One of the biggest benefits of Google Reader for me is that it’s a web application. I have four computers that I move back and forth between pretty regularly (a work desktop, a work laptop, a home desktop, and a home laptop). So it’s important to have everything available over the network for me. All of my important code, scripts, and documents are kept in a subversion repository so I can easily move between machines and access them.

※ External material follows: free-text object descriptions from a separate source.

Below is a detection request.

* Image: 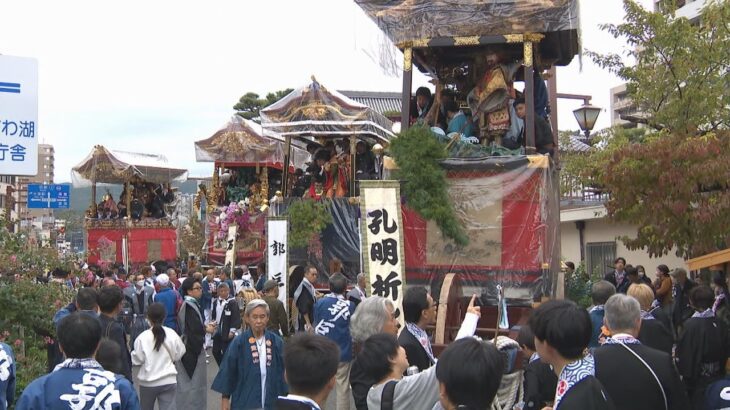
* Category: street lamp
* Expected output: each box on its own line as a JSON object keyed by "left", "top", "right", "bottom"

{"left": 573, "top": 104, "right": 602, "bottom": 140}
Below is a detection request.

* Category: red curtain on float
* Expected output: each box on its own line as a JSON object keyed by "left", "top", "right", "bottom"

{"left": 87, "top": 228, "right": 177, "bottom": 265}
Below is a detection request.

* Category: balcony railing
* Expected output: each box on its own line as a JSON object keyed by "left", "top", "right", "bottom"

{"left": 560, "top": 174, "right": 610, "bottom": 203}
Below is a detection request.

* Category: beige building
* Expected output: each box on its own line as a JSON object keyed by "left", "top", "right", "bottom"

{"left": 657, "top": 0, "right": 706, "bottom": 22}
{"left": 0, "top": 175, "right": 18, "bottom": 221}
{"left": 560, "top": 204, "right": 686, "bottom": 279}
{"left": 17, "top": 143, "right": 55, "bottom": 221}
{"left": 609, "top": 84, "right": 642, "bottom": 128}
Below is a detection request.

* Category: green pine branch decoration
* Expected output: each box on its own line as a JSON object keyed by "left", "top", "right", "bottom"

{"left": 285, "top": 198, "right": 333, "bottom": 248}
{"left": 389, "top": 125, "right": 469, "bottom": 246}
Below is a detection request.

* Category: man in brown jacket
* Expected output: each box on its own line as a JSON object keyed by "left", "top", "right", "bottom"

{"left": 263, "top": 279, "right": 290, "bottom": 337}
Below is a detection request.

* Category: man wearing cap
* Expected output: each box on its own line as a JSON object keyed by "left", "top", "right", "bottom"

{"left": 263, "top": 279, "right": 289, "bottom": 337}
{"left": 153, "top": 273, "right": 179, "bottom": 332}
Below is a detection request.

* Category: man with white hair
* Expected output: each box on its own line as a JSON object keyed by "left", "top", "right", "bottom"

{"left": 153, "top": 273, "right": 179, "bottom": 332}
{"left": 212, "top": 299, "right": 287, "bottom": 409}
{"left": 346, "top": 273, "right": 368, "bottom": 307}
{"left": 167, "top": 267, "right": 180, "bottom": 290}
{"left": 594, "top": 293, "right": 689, "bottom": 410}
{"left": 348, "top": 297, "right": 399, "bottom": 410}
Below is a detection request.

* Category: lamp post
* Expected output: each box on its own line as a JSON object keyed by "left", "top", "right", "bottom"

{"left": 572, "top": 104, "right": 602, "bottom": 141}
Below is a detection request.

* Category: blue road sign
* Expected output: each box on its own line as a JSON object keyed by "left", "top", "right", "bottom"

{"left": 27, "top": 184, "right": 70, "bottom": 209}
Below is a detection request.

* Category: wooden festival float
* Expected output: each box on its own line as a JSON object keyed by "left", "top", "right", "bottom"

{"left": 355, "top": 0, "right": 580, "bottom": 347}
{"left": 193, "top": 115, "right": 310, "bottom": 266}
{"left": 72, "top": 145, "right": 187, "bottom": 266}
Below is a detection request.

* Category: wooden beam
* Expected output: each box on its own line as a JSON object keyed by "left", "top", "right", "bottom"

{"left": 125, "top": 181, "right": 131, "bottom": 219}
{"left": 349, "top": 135, "right": 357, "bottom": 196}
{"left": 524, "top": 41, "right": 536, "bottom": 153}
{"left": 548, "top": 67, "right": 559, "bottom": 137}
{"left": 401, "top": 47, "right": 413, "bottom": 132}
{"left": 687, "top": 248, "right": 730, "bottom": 271}
{"left": 282, "top": 136, "right": 291, "bottom": 196}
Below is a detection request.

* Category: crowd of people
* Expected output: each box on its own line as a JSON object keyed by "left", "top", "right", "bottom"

{"left": 93, "top": 181, "right": 176, "bottom": 220}
{"left": 287, "top": 141, "right": 387, "bottom": 200}
{"left": 1, "top": 255, "right": 729, "bottom": 410}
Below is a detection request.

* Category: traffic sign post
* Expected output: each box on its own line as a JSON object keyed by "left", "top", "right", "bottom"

{"left": 0, "top": 55, "right": 39, "bottom": 176}
{"left": 27, "top": 184, "right": 70, "bottom": 209}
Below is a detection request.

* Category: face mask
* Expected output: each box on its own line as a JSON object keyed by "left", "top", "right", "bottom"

{"left": 136, "top": 280, "right": 144, "bottom": 288}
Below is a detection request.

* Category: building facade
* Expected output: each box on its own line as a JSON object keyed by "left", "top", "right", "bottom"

{"left": 657, "top": 0, "right": 706, "bottom": 21}
{"left": 0, "top": 175, "right": 18, "bottom": 221}
{"left": 609, "top": 84, "right": 642, "bottom": 128}
{"left": 560, "top": 204, "right": 686, "bottom": 279}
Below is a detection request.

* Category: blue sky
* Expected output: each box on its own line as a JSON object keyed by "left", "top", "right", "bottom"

{"left": 0, "top": 0, "right": 653, "bottom": 182}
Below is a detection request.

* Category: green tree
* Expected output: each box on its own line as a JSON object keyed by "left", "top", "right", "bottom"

{"left": 565, "top": 0, "right": 730, "bottom": 259}
{"left": 179, "top": 213, "right": 207, "bottom": 261}
{"left": 233, "top": 88, "right": 294, "bottom": 122}
{"left": 0, "top": 214, "right": 75, "bottom": 400}
{"left": 589, "top": 0, "right": 730, "bottom": 133}
{"left": 389, "top": 125, "right": 468, "bottom": 246}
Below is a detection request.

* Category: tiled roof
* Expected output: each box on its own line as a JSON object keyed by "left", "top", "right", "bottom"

{"left": 560, "top": 135, "right": 592, "bottom": 152}
{"left": 339, "top": 90, "right": 402, "bottom": 115}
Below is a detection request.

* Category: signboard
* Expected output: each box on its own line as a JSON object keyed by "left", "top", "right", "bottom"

{"left": 0, "top": 55, "right": 38, "bottom": 176}
{"left": 267, "top": 217, "right": 288, "bottom": 311}
{"left": 224, "top": 225, "right": 237, "bottom": 273}
{"left": 359, "top": 180, "right": 406, "bottom": 327}
{"left": 27, "top": 184, "right": 70, "bottom": 209}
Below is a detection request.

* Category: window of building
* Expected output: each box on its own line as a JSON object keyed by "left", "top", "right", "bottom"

{"left": 586, "top": 242, "right": 617, "bottom": 277}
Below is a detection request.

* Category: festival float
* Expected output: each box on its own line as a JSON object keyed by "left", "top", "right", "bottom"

{"left": 186, "top": 2, "right": 581, "bottom": 406}
{"left": 72, "top": 145, "right": 187, "bottom": 266}
{"left": 195, "top": 0, "right": 579, "bottom": 360}
{"left": 351, "top": 0, "right": 579, "bottom": 355}
{"left": 193, "top": 115, "right": 310, "bottom": 266}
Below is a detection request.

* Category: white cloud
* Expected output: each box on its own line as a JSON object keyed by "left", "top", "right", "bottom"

{"left": 1, "top": 0, "right": 653, "bottom": 182}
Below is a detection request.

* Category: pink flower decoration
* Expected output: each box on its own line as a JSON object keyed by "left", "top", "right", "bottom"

{"left": 14, "top": 339, "right": 22, "bottom": 347}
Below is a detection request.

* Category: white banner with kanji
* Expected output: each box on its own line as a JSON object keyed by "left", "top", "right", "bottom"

{"left": 224, "top": 225, "right": 237, "bottom": 272}
{"left": 360, "top": 180, "right": 406, "bottom": 327}
{"left": 267, "top": 217, "right": 288, "bottom": 311}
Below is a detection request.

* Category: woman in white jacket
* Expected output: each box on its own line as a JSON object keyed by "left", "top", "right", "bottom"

{"left": 132, "top": 302, "right": 186, "bottom": 410}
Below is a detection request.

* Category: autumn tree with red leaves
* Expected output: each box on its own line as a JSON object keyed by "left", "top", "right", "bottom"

{"left": 566, "top": 0, "right": 730, "bottom": 259}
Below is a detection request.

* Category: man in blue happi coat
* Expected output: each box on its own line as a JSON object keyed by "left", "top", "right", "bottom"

{"left": 0, "top": 342, "right": 16, "bottom": 410}
{"left": 153, "top": 273, "right": 179, "bottom": 332}
{"left": 16, "top": 313, "right": 140, "bottom": 410}
{"left": 212, "top": 299, "right": 287, "bottom": 409}
{"left": 49, "top": 287, "right": 100, "bottom": 372}
{"left": 313, "top": 273, "right": 356, "bottom": 410}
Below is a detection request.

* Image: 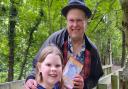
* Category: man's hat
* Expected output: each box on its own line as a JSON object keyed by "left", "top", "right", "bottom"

{"left": 61, "top": 0, "right": 92, "bottom": 18}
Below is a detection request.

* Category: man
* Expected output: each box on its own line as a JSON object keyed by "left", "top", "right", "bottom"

{"left": 25, "top": 0, "right": 103, "bottom": 89}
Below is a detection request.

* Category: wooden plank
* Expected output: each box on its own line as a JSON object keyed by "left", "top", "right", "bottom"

{"left": 102, "top": 64, "right": 112, "bottom": 69}
{"left": 0, "top": 80, "right": 24, "bottom": 89}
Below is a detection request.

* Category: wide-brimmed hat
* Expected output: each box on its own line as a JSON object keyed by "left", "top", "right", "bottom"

{"left": 61, "top": 0, "right": 92, "bottom": 18}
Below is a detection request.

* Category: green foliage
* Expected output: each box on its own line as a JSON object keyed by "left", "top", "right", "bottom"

{"left": 0, "top": 0, "right": 123, "bottom": 82}
{"left": 86, "top": 0, "right": 122, "bottom": 63}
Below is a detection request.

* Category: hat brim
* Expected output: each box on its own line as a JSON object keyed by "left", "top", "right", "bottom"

{"left": 61, "top": 4, "right": 92, "bottom": 18}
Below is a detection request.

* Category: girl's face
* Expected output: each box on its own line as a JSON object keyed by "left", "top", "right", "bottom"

{"left": 38, "top": 53, "right": 63, "bottom": 87}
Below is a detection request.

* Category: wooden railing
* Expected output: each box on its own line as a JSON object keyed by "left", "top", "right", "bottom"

{"left": 102, "top": 64, "right": 112, "bottom": 76}
{"left": 0, "top": 80, "right": 24, "bottom": 89}
{"left": 96, "top": 67, "right": 124, "bottom": 89}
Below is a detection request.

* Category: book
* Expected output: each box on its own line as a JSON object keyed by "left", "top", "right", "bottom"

{"left": 63, "top": 56, "right": 83, "bottom": 89}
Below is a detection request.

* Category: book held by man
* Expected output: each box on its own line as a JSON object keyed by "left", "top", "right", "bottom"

{"left": 63, "top": 56, "right": 83, "bottom": 89}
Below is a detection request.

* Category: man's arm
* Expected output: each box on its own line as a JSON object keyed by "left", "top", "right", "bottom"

{"left": 26, "top": 68, "right": 36, "bottom": 81}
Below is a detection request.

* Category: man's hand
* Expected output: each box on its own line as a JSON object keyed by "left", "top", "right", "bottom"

{"left": 24, "top": 79, "right": 37, "bottom": 89}
{"left": 73, "top": 74, "right": 84, "bottom": 89}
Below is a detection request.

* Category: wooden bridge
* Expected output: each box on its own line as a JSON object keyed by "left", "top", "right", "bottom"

{"left": 0, "top": 54, "right": 126, "bottom": 89}
{"left": 0, "top": 65, "right": 124, "bottom": 89}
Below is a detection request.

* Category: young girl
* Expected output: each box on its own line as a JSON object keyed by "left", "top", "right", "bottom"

{"left": 36, "top": 45, "right": 63, "bottom": 89}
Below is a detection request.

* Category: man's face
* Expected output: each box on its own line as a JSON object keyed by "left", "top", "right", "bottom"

{"left": 66, "top": 8, "right": 88, "bottom": 40}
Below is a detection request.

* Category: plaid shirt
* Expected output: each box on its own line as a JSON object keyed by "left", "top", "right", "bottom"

{"left": 68, "top": 36, "right": 85, "bottom": 64}
{"left": 63, "top": 36, "right": 91, "bottom": 80}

Feed Readers on the other hand have been a big problem for me. I’ve bounced back and forth between several different options. Online feed readers, clientside feed readers, manually visiting sites. Of the Online feed readers I’ve tried before Google Reader, I haven’t liked the flow. They have all felt bulky or hard to use. The desktop clients are typically more fluid but either aren’t cross platform (OS X on my laptops and Windows XP on my desktops) or the pain of trying to manage the feeds across multiple machines has been too much. The final option of visiting the sites manually suffers from scaling problems. I usually forget to visit sites after a period of time if the author hasn’t updated in a while.
Google feed reader though solves all of those problems. It’s a network application, so it’s natively available on all the machines I use. The interface is amazingly slick, and very easy to work with. It of course also makes it so I can scale the sites I’m reading by at least an order of magnitude over what I can do manually. If you haven’t given Google Reader a try, I highly recommend it.